WASHINGTON — Whit Ayres, a Republican political consultant, likes to tell his clients that there are “three keys to credibility.”
“One, never defend the indefensible,” he says. “Two, never deny the undeniable. And No. 3 is: Never lie.”
Would that politicians took his advice.
Fabrications have long been a part of American politics. Politicians lie to puff themselves up, to burnish their résumés and to cover up misdeeds, including sexual affairs. (See: Bill Clinton.) Sometimes they cite false information for what they believe are justifiable policy reasons. (See: Lyndon Johnson and Vietnam.)
But President Trump, historians and consultants in both political parties agree, appears to have taken what the writer Hannah Arendt once called“the conflict between truth and politics” to an entirely new level.
From his days peddling the false notion that former President Barack Obama was born in Kenya, to his inflated claims about how many people attended his inaugural, to his description just last week of receiving two phone calls — one from the president of Mexico and another from the head of the Boy Scouts — that never happened, Mr. Trump is trafficking in hyperbole, distortion and fabrication on practically a daily basis.
In part, this represents yet another way that Mr. Trump is operating on his own terms, but it also reflects a broader decline in standards of truth for political discourse. A look at politicians over the past half-century makes it clear that lying in office did not begin with Donald J. Trump. Still, the scope of Mr. Trump’s falsehoods raises questions about whether the brakes on straying from the truth and the consequences for politicians’ being caught saying things that just are not true have diminished over time.
One of the first modern presidents to wrestle publicly with a lie was Dwight D. Eisenhower in May 1960, when an American U-2 spy plane was shot down while in Soviet airspace.
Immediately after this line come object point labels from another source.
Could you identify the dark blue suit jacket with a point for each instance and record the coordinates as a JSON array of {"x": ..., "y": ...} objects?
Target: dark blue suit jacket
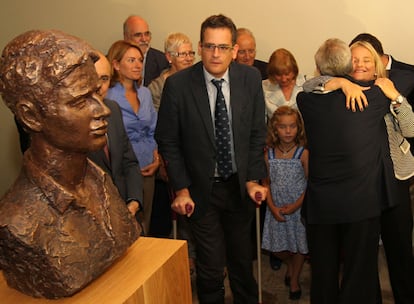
[
  {"x": 185, "y": 131},
  {"x": 351, "y": 176}
]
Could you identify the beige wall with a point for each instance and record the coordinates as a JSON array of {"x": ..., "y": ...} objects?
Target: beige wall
[{"x": 300, "y": 26}]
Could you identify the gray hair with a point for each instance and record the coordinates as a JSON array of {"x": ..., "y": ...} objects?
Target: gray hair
[
  {"x": 174, "y": 41},
  {"x": 334, "y": 58}
]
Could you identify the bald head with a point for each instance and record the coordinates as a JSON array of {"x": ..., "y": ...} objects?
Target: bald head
[
  {"x": 136, "y": 30},
  {"x": 103, "y": 69}
]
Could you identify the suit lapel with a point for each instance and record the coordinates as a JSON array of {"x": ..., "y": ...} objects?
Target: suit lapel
[{"x": 236, "y": 97}]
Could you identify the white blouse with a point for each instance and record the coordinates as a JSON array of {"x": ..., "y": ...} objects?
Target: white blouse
[{"x": 274, "y": 97}]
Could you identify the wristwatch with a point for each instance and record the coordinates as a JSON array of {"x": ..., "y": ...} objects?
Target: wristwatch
[{"x": 397, "y": 100}]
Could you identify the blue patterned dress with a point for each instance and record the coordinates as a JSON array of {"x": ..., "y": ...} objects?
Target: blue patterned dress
[{"x": 287, "y": 183}]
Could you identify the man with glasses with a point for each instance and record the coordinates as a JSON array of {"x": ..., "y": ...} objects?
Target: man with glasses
[
  {"x": 215, "y": 178},
  {"x": 136, "y": 30},
  {"x": 247, "y": 51}
]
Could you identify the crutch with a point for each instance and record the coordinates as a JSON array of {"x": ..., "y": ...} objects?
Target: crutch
[
  {"x": 258, "y": 197},
  {"x": 174, "y": 216}
]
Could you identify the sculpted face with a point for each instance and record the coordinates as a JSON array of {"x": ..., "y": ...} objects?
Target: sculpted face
[{"x": 75, "y": 121}]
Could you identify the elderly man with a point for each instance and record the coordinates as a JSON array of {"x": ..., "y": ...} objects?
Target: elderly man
[
  {"x": 63, "y": 222},
  {"x": 136, "y": 30},
  {"x": 247, "y": 51},
  {"x": 350, "y": 180}
]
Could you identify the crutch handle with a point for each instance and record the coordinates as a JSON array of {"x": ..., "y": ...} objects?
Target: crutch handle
[
  {"x": 188, "y": 208},
  {"x": 258, "y": 198}
]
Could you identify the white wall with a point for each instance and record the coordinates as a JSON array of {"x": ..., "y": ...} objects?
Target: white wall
[{"x": 300, "y": 26}]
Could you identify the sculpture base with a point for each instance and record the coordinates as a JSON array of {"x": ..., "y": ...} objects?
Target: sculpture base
[{"x": 152, "y": 271}]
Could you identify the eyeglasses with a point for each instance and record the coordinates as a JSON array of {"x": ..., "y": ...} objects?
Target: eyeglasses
[
  {"x": 190, "y": 54},
  {"x": 248, "y": 51},
  {"x": 222, "y": 48},
  {"x": 139, "y": 35}
]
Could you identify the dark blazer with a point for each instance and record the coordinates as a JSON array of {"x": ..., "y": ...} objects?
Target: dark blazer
[
  {"x": 262, "y": 67},
  {"x": 123, "y": 167},
  {"x": 155, "y": 63},
  {"x": 407, "y": 81},
  {"x": 351, "y": 176},
  {"x": 185, "y": 131}
]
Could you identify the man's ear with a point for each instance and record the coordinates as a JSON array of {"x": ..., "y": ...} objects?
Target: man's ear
[{"x": 28, "y": 114}]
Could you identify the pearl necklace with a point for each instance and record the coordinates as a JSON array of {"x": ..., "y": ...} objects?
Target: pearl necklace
[{"x": 285, "y": 152}]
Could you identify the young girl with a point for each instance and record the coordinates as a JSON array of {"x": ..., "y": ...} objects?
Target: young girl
[{"x": 287, "y": 159}]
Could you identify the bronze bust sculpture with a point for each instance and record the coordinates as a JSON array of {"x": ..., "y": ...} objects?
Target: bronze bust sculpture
[{"x": 63, "y": 222}]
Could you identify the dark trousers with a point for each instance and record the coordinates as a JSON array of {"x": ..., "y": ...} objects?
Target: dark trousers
[
  {"x": 222, "y": 238},
  {"x": 396, "y": 235},
  {"x": 356, "y": 244}
]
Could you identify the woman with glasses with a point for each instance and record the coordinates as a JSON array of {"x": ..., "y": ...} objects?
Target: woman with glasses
[
  {"x": 180, "y": 55},
  {"x": 284, "y": 81}
]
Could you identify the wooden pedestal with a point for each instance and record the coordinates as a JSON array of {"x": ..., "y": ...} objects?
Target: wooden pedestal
[{"x": 153, "y": 271}]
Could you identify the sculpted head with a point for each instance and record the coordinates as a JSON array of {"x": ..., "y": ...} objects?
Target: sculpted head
[{"x": 48, "y": 80}]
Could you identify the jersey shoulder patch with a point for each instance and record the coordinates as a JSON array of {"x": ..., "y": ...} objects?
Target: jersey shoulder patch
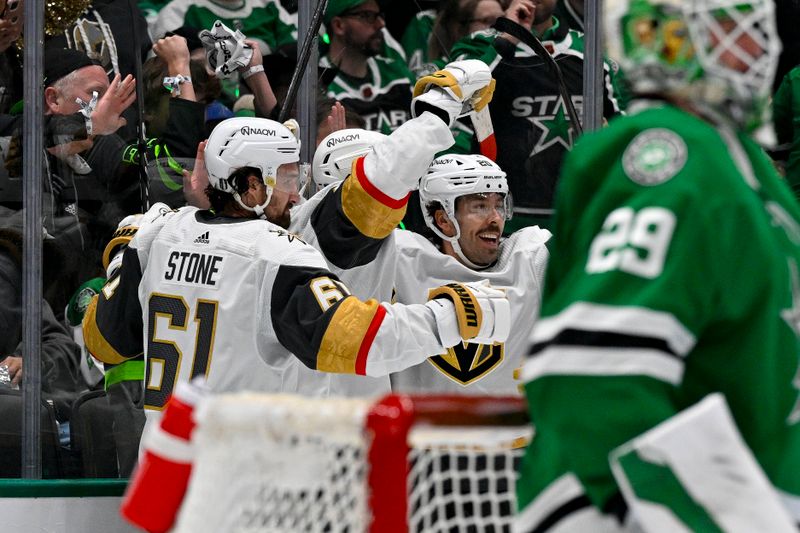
[{"x": 654, "y": 156}]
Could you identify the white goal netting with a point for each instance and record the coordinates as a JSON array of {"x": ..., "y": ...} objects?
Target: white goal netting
[{"x": 279, "y": 463}]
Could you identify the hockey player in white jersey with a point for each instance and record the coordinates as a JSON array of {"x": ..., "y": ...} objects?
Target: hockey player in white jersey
[
  {"x": 465, "y": 203},
  {"x": 229, "y": 295}
]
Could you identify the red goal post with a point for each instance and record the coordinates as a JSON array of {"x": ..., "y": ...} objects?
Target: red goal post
[{"x": 403, "y": 463}]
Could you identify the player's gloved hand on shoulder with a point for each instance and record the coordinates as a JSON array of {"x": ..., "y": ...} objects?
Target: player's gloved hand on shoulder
[
  {"x": 476, "y": 312},
  {"x": 459, "y": 88}
]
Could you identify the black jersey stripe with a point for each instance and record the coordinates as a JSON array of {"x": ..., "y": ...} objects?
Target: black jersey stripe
[
  {"x": 340, "y": 241},
  {"x": 562, "y": 511},
  {"x": 603, "y": 339}
]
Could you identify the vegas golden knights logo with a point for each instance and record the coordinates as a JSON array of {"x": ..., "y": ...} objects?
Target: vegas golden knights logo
[{"x": 467, "y": 362}]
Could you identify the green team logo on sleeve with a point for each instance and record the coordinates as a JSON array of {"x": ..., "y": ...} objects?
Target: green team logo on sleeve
[{"x": 654, "y": 156}]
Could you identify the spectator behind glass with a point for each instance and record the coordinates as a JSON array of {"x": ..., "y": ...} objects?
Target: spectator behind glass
[
  {"x": 60, "y": 356},
  {"x": 103, "y": 30},
  {"x": 457, "y": 19},
  {"x": 175, "y": 119},
  {"x": 373, "y": 78},
  {"x": 264, "y": 21},
  {"x": 531, "y": 126}
]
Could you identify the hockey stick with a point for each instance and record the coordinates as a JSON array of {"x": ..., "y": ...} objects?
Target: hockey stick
[
  {"x": 510, "y": 27},
  {"x": 302, "y": 61},
  {"x": 141, "y": 134}
]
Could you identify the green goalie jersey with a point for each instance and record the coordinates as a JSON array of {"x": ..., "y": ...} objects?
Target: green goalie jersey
[{"x": 673, "y": 274}]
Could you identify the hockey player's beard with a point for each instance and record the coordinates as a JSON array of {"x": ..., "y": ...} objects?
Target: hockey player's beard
[{"x": 283, "y": 220}]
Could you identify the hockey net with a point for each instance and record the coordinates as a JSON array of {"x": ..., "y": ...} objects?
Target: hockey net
[{"x": 287, "y": 463}]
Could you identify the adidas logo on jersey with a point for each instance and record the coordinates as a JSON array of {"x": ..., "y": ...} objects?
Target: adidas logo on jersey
[{"x": 202, "y": 239}]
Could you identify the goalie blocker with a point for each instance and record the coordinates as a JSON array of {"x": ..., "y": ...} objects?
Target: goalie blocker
[{"x": 694, "y": 472}]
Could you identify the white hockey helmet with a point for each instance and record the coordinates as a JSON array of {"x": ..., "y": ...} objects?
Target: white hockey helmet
[
  {"x": 713, "y": 52},
  {"x": 334, "y": 156},
  {"x": 453, "y": 175},
  {"x": 249, "y": 142}
]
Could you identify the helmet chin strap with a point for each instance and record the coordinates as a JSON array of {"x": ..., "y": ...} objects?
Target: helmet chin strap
[
  {"x": 259, "y": 210},
  {"x": 457, "y": 249}
]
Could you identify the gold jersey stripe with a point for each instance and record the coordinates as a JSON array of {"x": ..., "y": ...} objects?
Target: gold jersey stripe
[
  {"x": 371, "y": 216},
  {"x": 97, "y": 345},
  {"x": 348, "y": 336},
  {"x": 468, "y": 310}
]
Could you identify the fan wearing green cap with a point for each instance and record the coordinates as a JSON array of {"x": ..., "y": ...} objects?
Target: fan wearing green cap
[{"x": 372, "y": 75}]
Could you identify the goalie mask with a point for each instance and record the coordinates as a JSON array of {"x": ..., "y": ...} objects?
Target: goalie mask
[
  {"x": 334, "y": 156},
  {"x": 452, "y": 176},
  {"x": 251, "y": 142},
  {"x": 720, "y": 54}
]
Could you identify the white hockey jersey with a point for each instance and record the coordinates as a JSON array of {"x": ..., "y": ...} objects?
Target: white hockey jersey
[
  {"x": 240, "y": 301},
  {"x": 353, "y": 225},
  {"x": 471, "y": 368}
]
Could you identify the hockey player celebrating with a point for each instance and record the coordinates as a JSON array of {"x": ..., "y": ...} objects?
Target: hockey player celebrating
[
  {"x": 465, "y": 202},
  {"x": 232, "y": 296},
  {"x": 674, "y": 275}
]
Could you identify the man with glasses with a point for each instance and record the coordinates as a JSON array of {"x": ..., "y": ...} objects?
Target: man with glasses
[{"x": 372, "y": 77}]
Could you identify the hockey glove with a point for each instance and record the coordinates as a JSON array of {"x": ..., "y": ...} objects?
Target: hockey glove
[
  {"x": 77, "y": 305},
  {"x": 459, "y": 88},
  {"x": 226, "y": 50},
  {"x": 112, "y": 255},
  {"x": 482, "y": 313}
]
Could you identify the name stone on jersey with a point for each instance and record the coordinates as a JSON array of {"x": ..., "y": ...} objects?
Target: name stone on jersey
[{"x": 193, "y": 268}]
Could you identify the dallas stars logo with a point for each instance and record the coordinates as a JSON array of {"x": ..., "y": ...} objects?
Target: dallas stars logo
[
  {"x": 554, "y": 129},
  {"x": 792, "y": 318}
]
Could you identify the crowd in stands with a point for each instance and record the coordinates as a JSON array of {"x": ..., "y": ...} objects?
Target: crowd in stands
[{"x": 106, "y": 159}]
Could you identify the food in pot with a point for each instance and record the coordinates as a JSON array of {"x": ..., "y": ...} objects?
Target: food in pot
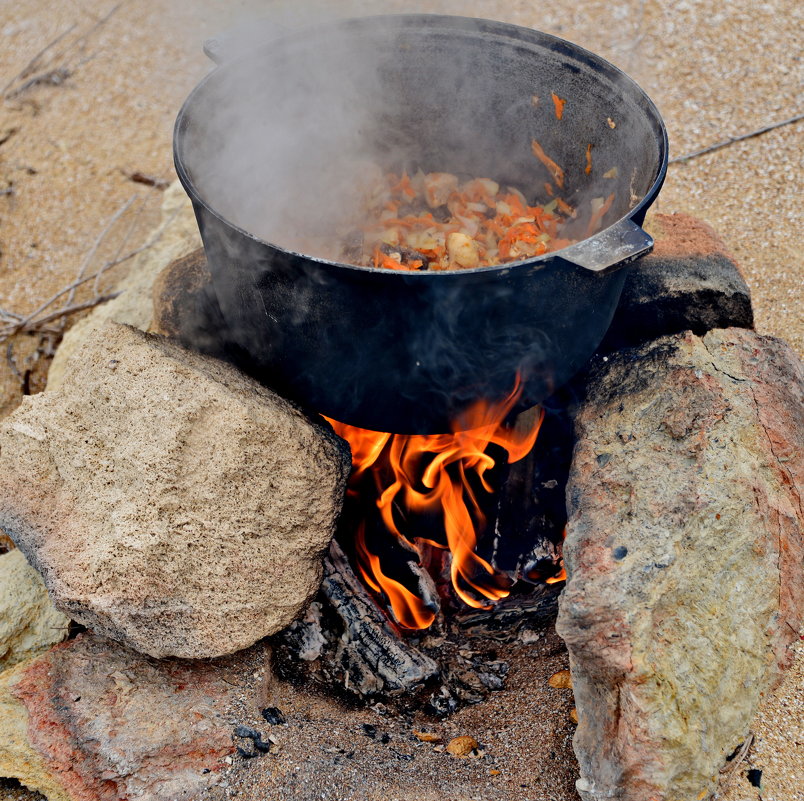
[{"x": 435, "y": 221}]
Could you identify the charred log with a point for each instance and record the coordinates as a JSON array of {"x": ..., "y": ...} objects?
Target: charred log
[{"x": 350, "y": 640}]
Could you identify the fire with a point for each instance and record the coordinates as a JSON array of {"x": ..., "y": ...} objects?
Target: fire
[{"x": 442, "y": 475}]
The Eisenhower administration lied to the public about the plane and its mission, claiming it was a weather aircraft. But when the Soviets announced that the pilot had been captured alive, Eisenhower reluctantly acknowledged that the plane had been on an intelligence mission — an admission that shook him badly, the historian Doris Kearns Goodwin said.
“He just felt that his credibility was such an important part of his person and character, and to have that undermined by having to tell a lie was one of the deepest regrets of his presidency,” Ms. Goodwin said.
In the short run, Eisenhower was hurt; a summit meeting with the Soviet leader Nikita Khrushchev collapsed in acrimony. But the public eventually forgave him, Ms. Goodwin said, because he owned up to his mistake.
In 1972, at the height of the Watergate scandal, President Richard M. Nixon was accused of lying, obstructing justice and misusing the Internal Revenue Service, among other agencies, and resigned rather than face impeachment. Voters, accustomed to being able to trust politicians, were disgusted. In 1976, Jimmy Carter won the presidency after telling the public, “I’ll never lie to you.”